Problemy i strach są nam potrzebne. Potrzebujemy ćwiczyć nasze obcowanie ze strachem i tu właśnie wkraczają baśnie.
Znajdziemy tam różne jego rodzaje. Od zagubienia się w lesie po stratę ostateczną- śmierć, z którą każdy człowiek musi się w końcu zmierzyć i nie tylko jako osoba, która się zestarzeje i umrze ale jako człowiek bliski kogoś, kto obok, ze starości albo choroby umiera.
Spotkałam się z tym, że opiekunowie nie potrafią powiedzieć dziecku, że umarł ich wujek, którego bardzo kochały. Mówią, że wyjechał. Jak wielki to błąd zrozumieją, albo i nie, wtedy kiedy dziecko nie będzie potrafiło w dorosłym życiu nawiązać bliskiej relacji z kimś. Dlaczego? Ano dlatego, że wujek zawiódł zaufanie. Był, wydawało się kimś kto nas kochał a wyjechał i nigdy więcej się nie odezwał, jakbyśmy byli w rzeczywistości nic nie warci.
Powiedzcie, jak można pokochać potem kogoś drugiego i nie bać się, że zrobi to samo? Porzuci bez słowa pożegnania, złamie nam serce i nigdy nie wróci?
Jakie jest na to remedium? Ano baśnie! Zawierają nieomal wszystkie lęki ludzi. Wszystko co może napotkać człowiek w swoim życiu. Jest strach przed zagubieniem, przed zagrożeniem od strony zwierząt, czy człowieka, przed wstąpieniem na złą drogę, strach przed związkiem, który nie będzie taki jak trzeba i wiele innych.

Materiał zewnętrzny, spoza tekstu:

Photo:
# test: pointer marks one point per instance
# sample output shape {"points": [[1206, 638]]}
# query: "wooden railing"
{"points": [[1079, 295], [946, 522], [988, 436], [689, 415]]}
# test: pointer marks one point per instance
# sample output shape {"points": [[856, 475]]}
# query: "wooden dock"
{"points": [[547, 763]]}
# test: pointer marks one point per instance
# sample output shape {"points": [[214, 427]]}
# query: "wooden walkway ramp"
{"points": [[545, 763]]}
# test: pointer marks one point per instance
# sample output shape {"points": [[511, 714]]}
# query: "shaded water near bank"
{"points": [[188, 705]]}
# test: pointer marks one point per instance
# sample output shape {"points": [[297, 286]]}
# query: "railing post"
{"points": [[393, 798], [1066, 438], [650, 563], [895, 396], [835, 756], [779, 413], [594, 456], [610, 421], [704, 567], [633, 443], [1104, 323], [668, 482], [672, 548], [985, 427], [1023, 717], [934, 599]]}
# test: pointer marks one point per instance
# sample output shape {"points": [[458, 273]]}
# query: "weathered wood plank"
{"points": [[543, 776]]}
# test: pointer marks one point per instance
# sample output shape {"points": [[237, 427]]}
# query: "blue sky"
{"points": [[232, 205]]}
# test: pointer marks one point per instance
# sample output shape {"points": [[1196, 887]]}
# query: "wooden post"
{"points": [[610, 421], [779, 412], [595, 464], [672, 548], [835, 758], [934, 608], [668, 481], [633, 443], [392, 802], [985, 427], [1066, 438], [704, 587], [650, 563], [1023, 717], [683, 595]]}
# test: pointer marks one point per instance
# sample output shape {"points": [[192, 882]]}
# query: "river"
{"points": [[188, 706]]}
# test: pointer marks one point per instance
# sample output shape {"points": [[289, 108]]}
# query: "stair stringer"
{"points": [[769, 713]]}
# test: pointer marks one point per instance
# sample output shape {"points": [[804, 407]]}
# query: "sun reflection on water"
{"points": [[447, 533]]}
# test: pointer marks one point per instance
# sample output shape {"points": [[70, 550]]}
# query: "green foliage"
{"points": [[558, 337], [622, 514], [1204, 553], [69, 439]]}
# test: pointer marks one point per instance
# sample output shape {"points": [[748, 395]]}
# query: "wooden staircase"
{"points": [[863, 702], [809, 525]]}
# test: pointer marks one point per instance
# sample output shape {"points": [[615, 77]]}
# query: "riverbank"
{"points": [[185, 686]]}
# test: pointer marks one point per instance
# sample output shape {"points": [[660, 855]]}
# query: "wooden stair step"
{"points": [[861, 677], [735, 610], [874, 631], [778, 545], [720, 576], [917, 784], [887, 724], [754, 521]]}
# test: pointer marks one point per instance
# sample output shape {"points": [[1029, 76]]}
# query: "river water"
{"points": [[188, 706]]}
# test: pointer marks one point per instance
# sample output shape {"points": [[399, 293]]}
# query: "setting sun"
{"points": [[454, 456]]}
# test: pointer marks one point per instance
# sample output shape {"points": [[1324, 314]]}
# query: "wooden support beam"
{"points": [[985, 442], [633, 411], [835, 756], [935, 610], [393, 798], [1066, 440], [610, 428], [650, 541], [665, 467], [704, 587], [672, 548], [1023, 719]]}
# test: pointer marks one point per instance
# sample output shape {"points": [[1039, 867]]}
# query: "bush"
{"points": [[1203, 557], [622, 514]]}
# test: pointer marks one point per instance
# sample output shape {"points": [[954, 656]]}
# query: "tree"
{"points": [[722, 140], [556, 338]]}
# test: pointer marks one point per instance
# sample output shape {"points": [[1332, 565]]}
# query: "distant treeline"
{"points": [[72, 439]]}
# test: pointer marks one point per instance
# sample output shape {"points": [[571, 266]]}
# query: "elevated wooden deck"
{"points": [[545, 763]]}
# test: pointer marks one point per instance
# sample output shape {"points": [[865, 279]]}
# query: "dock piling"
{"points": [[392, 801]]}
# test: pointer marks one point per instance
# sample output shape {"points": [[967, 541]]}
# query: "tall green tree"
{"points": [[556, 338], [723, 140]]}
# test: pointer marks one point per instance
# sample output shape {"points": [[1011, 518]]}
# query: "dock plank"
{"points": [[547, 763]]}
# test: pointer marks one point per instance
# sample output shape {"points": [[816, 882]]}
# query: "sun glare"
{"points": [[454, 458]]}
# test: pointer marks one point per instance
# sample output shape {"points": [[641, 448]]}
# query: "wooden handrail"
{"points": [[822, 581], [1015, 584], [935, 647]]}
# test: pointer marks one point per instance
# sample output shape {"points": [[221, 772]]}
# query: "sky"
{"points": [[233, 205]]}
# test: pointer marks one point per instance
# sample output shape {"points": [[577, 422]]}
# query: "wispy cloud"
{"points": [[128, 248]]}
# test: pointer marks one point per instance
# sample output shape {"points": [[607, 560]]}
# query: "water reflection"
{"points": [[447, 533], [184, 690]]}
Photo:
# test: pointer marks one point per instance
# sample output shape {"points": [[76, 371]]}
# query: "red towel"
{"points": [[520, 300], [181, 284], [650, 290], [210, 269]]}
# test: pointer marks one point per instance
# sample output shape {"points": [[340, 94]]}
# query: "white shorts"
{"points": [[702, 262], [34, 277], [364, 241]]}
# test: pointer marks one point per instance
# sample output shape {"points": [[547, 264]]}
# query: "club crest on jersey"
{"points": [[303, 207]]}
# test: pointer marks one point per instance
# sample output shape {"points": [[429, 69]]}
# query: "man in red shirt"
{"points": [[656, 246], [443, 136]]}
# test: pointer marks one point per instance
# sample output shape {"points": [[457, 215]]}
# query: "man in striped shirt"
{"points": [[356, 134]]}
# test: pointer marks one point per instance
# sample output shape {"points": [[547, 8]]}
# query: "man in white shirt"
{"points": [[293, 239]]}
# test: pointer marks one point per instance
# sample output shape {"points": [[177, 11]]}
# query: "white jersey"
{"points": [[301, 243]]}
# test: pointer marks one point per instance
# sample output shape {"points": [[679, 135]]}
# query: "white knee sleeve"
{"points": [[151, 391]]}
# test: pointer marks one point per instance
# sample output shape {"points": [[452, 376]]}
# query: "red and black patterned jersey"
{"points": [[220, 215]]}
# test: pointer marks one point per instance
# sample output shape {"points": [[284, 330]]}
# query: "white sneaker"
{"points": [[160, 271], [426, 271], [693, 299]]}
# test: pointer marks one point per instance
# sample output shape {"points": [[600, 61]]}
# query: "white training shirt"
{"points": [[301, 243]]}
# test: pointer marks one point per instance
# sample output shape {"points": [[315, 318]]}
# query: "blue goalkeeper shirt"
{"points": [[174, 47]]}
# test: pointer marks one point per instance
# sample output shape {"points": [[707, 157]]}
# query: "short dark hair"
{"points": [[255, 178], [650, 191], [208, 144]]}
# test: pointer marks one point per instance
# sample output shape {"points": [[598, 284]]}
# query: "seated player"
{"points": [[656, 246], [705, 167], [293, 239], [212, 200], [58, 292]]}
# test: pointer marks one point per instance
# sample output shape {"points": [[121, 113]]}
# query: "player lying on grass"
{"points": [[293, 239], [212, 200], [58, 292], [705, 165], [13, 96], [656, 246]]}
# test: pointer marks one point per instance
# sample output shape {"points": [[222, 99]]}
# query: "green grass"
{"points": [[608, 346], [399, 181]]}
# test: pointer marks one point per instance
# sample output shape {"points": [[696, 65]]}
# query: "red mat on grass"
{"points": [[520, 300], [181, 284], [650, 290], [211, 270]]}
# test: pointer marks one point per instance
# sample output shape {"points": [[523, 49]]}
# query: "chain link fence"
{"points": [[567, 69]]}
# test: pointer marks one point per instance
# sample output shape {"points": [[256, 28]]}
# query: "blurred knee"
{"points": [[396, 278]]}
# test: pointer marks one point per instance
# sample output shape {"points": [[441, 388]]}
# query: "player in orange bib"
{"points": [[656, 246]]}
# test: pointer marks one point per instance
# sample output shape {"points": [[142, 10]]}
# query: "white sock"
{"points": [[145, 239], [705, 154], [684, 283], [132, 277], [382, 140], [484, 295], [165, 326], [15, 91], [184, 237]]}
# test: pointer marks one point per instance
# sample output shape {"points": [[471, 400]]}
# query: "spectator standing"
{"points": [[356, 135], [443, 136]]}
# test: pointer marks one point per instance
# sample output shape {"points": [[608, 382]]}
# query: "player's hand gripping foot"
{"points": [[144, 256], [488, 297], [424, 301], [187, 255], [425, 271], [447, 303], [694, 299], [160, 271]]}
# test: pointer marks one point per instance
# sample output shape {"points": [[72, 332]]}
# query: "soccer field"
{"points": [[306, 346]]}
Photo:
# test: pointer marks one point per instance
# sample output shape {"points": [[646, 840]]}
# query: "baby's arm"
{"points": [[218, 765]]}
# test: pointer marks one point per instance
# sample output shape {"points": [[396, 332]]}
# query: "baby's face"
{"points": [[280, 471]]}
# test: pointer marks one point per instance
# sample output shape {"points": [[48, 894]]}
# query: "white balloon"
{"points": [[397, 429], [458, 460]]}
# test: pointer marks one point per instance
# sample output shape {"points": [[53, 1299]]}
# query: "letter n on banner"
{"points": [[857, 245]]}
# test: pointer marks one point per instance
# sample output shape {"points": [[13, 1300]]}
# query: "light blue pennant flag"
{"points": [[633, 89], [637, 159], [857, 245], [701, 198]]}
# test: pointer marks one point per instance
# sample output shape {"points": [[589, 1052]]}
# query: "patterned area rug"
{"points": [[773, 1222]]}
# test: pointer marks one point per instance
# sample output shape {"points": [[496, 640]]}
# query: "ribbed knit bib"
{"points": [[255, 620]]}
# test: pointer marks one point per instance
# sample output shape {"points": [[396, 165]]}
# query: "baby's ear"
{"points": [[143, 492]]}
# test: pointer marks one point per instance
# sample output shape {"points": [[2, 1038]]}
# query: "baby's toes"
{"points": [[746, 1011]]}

Stawia bohatera i słuchacza naprzeciw tym strachom i daje informację, że można go pokonać, że z każdej sytuacji jest wyjście (podobno co najmniej trzy)
Pokonać poprzez postać bohatera, który podejmuje wyzwanie, który chociaż często boi się, to idzie. Wie, że tylko od niego zależy co się stanie. Tylko on może pokonać tego „smoka” Czasem musi podjąć kilka prób zanim mu się uda. Czasem te próby podejmuje za niego ktoś inny a on uczy się na cudzych błędach. Uczy! A nie powtarza te błędy!
I tego uczy baśń, że warto podejmować próby radzenia sobie ze strachem, że warto uczyć się na swoich i cudzych błędach. Uczy też, że czasem warto poprosić o pomoc, bo sami mamy ograniczenia wiedzy, postrzegania, emocje zaciemniają nam obraz a ktoś z zewnątrz patrzy bez tych emocji, może ma większą wiedzę niż my, trochę inaczej myśli, a to wszystko powoduje, że może znaleźć wyjście tam, gdzie my widzimy tylko ścianę.
Strach przeżywany w baśni jest strachem prawdziwym. Uruchamia te same receptory, jakby to się działo naprawdę. Kiedy przeżywamy przygody bohatera, rozszerzają nam się oczy ze strachu, krew krąży szybciej, spinają się mięśnie. Ciało i mózg zanurzone w historii, nie odróżniają w tym momencie prawdy od fikcji ( do pewnego stopnia oczywiście) .Dlatego kiedy bohater znajduje wyjście z sytuacji, jest tyle emocji. Strach nas opuszcza. Dziecko doznaje ulgi, odprężenia. Dzięki wielokrotnemu doświadczeniu tego typu, koduje mu się mechanizm, że strach nie jest paraliżujący, bo jest do pokonania. Nie musimy zamykać się w czterech ścianach, możemy wyjść na zewnątrz, bo umiemy sobie poradzić z czyhającymi za rogiem smokami i wilkami. Pamiętajmy, że baśń nie uczy, że istnieją smoki. Ona uczy, że jakikolwiek nie byłby to smoczy gatunek- każdego da się pokonać!